With our model, loss function, and optimizer in place, we’re ready to train the neural network! This is where the magic happens — the model learns patterns from the training data by minimizing the loss over multiple iterations (epochs).

Here's the full training loop:

# Optional: make CUDA errors more traceable
# os.environ["CUDA_LAUNCH_BLOCKING"] = "1"

# Set random seeds for reproducibility
torch.manual_seed(42)
torch.cuda.manual_seed(42)

epochs = 1000

# Move training and test data to the same device as the model
x_train, x_test = x_train.to(device), x_test.to(device)
y_train, y_test = y_train.to(device), y_test.to(device)

for epoch in range(epochs):
    model.train()

    # Forward pass (train)
    y_logits = model(x_train).squeeze()
    y_pred = torch.round(torch.sigmoid(y_logits))  # logits → probabilities → binary labels

    # Compute training loss and accuracy
    loss = loss_fn(y_logits, y_train)
    acc = accuracy_fn(y_true=y_train, y_pred=y_pred)

    # Backpropagation
    optimizer.zero_grad()  # reset gradients
    loss.backward()        # compute gradients
    optimizer.step()       # update model weights

    # Evaluation on test set (inference mode for speed)
    model.eval()
    with torch.inference_mode():
        test_logits = model(x_test).squeeze()
        test_pred = torch.round(torch.sigmoid(test_logits))

        test_loss = loss_fn(test_logits, y_test)
        test_acc = accuracy_fn(y_true=y_test, y_pred=test_pred)

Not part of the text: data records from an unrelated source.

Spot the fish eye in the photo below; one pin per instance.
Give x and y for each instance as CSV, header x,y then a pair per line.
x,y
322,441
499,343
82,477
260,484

    # Logging every 5 epochs
    if epoch % 5 == 0:
        print(f"Epoch: {epoch} | Train Loss: {loss:.5f}, Train Acc: {acc}% | Test Loss: {test_loss:.5f} | Test Acc: {test_acc}%")

What’s Happening in the Loop?

• Training Mode: model.train() turns on dropout, batchnorm, etc. (if used).

• Forward Pass: The model outputs logits (raw scores before sigmoid).

• Prediction: We apply torch.sigmoid() to convert logits to probabilities and then round them to 0 or 1.

• Loss & Accuracy: We calculate how well the model performed using Binary Cross Entropy Loss and a custom accuracy function.

• Backpropagation: Standard PyTorch pattern — zero out gradients, calculate gradients, step the optimizer.

• Evaluation Mode: model.eval() disables layers like dropout; torch.inference_mode() disables autograd for faster computation and lower memory usage.

• Logging: Every 5 epochs, we print the training and testing loss and accuracy to track progress.

Conclusion

In this tutorial, we walked step-by-step through the process of building a binary classification model using PyTorch. Starting from data generation and preprocessing, we built a simple neural network, trained it with gradient descent, and evaluated its performance.

We also explored important concepts like:

• Why BCEWithLogitsLoss() is preferred over BCELoss()

• How to use .state_dict() to inspect model parameters

• Writing custom metrics like accuracy

By now, you should have a solid foundation for working with binary classification problems in PyTorch.